[Spambayes] mining dates?

Tim Peters tim.one@comcast.net
Tue, 01 Oct 2002 00:03:17 -0400


[Tim]
>> 2. Greg Ward suggested two Date things SpamAssassin looks for:
>>
>> SPAM: *  1.6 -- Invalid Date: header (not RFC 2822)

[Neil Schemenauer]
> Tried that.  It didn't help my error rate so I mercilessly killed it.

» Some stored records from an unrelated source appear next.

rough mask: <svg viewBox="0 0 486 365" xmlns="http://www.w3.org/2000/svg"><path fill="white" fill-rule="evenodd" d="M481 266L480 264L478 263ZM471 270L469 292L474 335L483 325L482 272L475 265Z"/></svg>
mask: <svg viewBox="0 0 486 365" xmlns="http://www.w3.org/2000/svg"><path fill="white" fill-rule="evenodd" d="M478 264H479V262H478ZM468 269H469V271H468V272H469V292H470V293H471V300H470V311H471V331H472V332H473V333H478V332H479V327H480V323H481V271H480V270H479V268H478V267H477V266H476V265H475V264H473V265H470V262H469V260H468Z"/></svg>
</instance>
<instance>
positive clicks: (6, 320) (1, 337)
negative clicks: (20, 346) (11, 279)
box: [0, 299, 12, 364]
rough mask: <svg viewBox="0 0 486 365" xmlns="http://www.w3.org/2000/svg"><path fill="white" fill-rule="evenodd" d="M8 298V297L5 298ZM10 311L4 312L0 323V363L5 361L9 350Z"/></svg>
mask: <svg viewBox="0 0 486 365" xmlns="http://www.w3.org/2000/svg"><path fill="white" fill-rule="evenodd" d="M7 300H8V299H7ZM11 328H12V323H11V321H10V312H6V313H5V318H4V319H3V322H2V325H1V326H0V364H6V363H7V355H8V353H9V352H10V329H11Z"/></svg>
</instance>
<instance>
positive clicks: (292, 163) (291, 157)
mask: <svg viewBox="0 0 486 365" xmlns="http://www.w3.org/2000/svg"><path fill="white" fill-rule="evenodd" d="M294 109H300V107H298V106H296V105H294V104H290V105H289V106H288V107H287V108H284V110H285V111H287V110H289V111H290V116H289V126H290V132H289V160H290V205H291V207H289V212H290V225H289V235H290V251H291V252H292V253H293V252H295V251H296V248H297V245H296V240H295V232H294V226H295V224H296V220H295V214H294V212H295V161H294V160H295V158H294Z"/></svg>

Hmm.  You generally chop off the lines revealing how large a test you're
running, but from your total error rates in the last report:

    total unique fp went from 5 to 5 tied
    mean fp % went from 0.25 to 0.25 tied

    total unique fn went from 15 to 15 tied
    mean fn % went from 0.75 to 0.75 tied

it seems a safe bet that you're predicting against 200 messages per run.  In
that case, the smallest non-zero *change* in a one-run error rate you could
possibly see is 0.5% (1 of 200 msgs), which essentially *is* your overall
error rate.  In other words, like me, you've reached the point where your
corpus can no longer support measuring improvements reliably --  even if a
solid but modest improvement were to be made, it's quite likely you couldn't
measure it.

That leaves us staring at ham & spam means & sdevs, which are still good
indicators of whether a change moves "in a good direction", but isn't as
exciting as watching error rates plummet.  Moving to a larger corpus would
help make your life more interesting again:  sign up for more mailing lists
<wink>.